România Liberă
- Type: Daily newspaper
- Format: Broadsheet
- Owner: Medien Holding
- Founded: 15 May 1877 28 January 1943
- Political alignment: Conservative (1877-1889) Left (1943-1947) Far left (1947-1989) Conservative (1990-)
- City: Bucharest
- Country: Romania
- Website: romanialibera.ro

= România Liberă =

Daily newspaper in Romania

România liberă (/ro/, lit. 'Free Romania') is a Romanian daily newspaper founded in 1943 and currently based in Bucharest. A newspaper of the same name also existed between 1877 and 1889.

==History and profile==

1879 issue of the daily România liberă

The name România liberă was first used by a daily newspaper focusing on politics published between 15 May 1877, (one day after Romania declared its independence from the Ottoman Empire) and 13 April 1888, and afterwards by daily with somewhat erratic publication between 1915 and 1920.

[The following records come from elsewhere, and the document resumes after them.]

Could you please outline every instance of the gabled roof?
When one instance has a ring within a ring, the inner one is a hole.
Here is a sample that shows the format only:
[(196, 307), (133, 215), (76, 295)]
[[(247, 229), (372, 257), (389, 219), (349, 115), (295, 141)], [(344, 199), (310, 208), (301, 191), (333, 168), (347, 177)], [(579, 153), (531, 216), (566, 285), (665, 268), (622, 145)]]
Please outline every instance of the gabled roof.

The current series of România liberă began on 28 January 1943, during World War II, as an illegal newspaper of the Union of Patriots, a front organisation of the Communist Party. During the war it opposed the Nazi-allied government of Ion Antonescu, issuing calls to sabotage of the war industry and open armed resistance. Although after 1947 all the newspapers were controlled by the Communist Party, it has been described as the least ideological daily during the era of Nicolae Ceaușescu. It was also the only Romanian newspaper allowed to publish full-page advertisement sections.

In 1988, four journalists from România liberă, Petre Mihai Băcanu, Anton Uncu, Mihai Creanga, and Alexandru Chivoiu, attempted to publish a clandestine newspaper called Romania in which they criticized the Romanian leader Nicolae Ceaușescu and the censorship of the press, demanding press freedom and democracy. The four journalists were arrested by the Securitate, the secret police of the Communist regime, and were thrown in prison. They were freed on 22 December by the revolutionaries who had overthrown Ceausescu. They returned to România liberă and transformed the newspaper into a voice of the opposition to communism.

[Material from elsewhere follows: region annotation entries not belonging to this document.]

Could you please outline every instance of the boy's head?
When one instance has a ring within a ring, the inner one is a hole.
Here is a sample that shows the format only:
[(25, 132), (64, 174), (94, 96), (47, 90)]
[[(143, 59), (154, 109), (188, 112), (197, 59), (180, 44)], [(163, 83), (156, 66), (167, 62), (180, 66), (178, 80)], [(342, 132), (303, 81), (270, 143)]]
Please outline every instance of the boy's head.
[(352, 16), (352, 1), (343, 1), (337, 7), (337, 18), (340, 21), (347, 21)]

Although Ceaușescu was killed in December 1989, the power in Romania was taken mostly by former members of the Communist Party, notably Ion Iliescu. România liberă newspaper became the most critical voice against Iliescu and his government. The newspaper promoted conservative values, democracy, and the argued that Romania should join NATO and the European Union. They also wrote extensively about the abuses of the Securitate during the Communist Party's rule.

In 1990, România liberăs circulation rose as high as 1.5 million. However, those numbers fell off ten years later, and in 2000 the paper was purchased by the German company WAZ. Echoing complaints of journalists at rival daily Evenimentul Zilei, which was owned by the Swiss press trust Ringier, România liberă journalists complained in September 2004 that foreign owners were telling them to lessen political coverage and tone down their negative reporting of the government. Their concern was echoed by a variety of organizations including the Open Society Foundations. Paper's management denied the charges.

In the case of România liberă, this protest took the form of a statement in the edition of 13 September 2004, in which the newspaper's editors protested interference by WAZ. They accused their German ownership of having no concern for the public interest, and accused Klaus Overbeck in particular of trying to dictate to them what they could print in the newspaper. At the time of purchase WAZ had promised to confine themselves to the business side of the newspaper and stay out of editorial matters.

The paper has published The New York Times International Weekly on Fridays for some time beginning with 2009. This eight-page supplement featured a selection of English-language articles from The New York Times.

In 2010 WAZ left the Romanian market and its shares at România liberă, leaving businessman Dan Adamescu as single share holder of Medien Holding Group.